NEW powder technology is set to revolutionise the fresh fruit industry, according to new research by The University of Queensland.
Materials scientists from UQ have created technology that converts gases into a powder.
Professor Bhesh Bhandari and PhD student Binh Ho from UQ's School of Agriculture and Food Sciences have developed a powder they say will dramatically improve the safety, efficiency and effort involved in controlled ripening of fruit.
Prof Bhandari said compressed ethylene gas was used extensively to control ripened fruit such as bananas, mangoes, avocados, citrus and tomatoes that were picked at commercial maturity a hard green but mature stage before ripening has started.
He said the compressed ethylene gas, stored in cylinders, was highly volatile and explosive accidents had occurred in the past.
"Compressed gas can be expensive, difficult to handle and unsafe," Prof Bhandari said.

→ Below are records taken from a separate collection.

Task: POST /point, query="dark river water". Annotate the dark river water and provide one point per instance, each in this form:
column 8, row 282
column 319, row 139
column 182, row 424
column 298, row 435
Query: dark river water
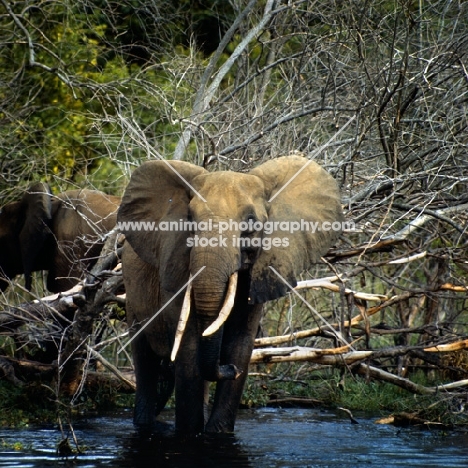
column 264, row 438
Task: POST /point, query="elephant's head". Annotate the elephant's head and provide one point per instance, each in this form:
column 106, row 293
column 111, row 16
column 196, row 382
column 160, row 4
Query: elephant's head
column 247, row 224
column 24, row 230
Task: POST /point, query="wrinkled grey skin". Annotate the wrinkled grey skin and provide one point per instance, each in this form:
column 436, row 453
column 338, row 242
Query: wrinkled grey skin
column 59, row 234
column 157, row 264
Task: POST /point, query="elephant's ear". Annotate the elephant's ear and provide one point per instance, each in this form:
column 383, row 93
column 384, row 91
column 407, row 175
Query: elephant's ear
column 36, row 206
column 298, row 191
column 159, row 191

"To try to overcome these disadvantages, we have been looking at methods to encapsulate the gas in various types of solid materials to create a safe and convenient powder form."
The research team has identified a starch derivative which has cavities in its crystalline structure that can surround the ethylene gas.
Mr Ho said ethylene gas was released from the complex powder when the temperature and humidity were raised.
"We have developed a food-grade, environmentally friendly biological powder that can release the ethylene gas very quickly in humid and high temperature conditions," Mr Ho said.
"This would make handling the ethylene much easier and safer and allow for very small amounts to be used to ripen small batches of fruit.
"It could also potentially be placed in trucks that transport the fruit from the farm so that the fruit arrives at the market perfectly ripe."
Prof Bhandari presented his findings at the International Drying Symposium in China last week, where he was also presented with an international award in recognition of his research excellence in drying science and technology.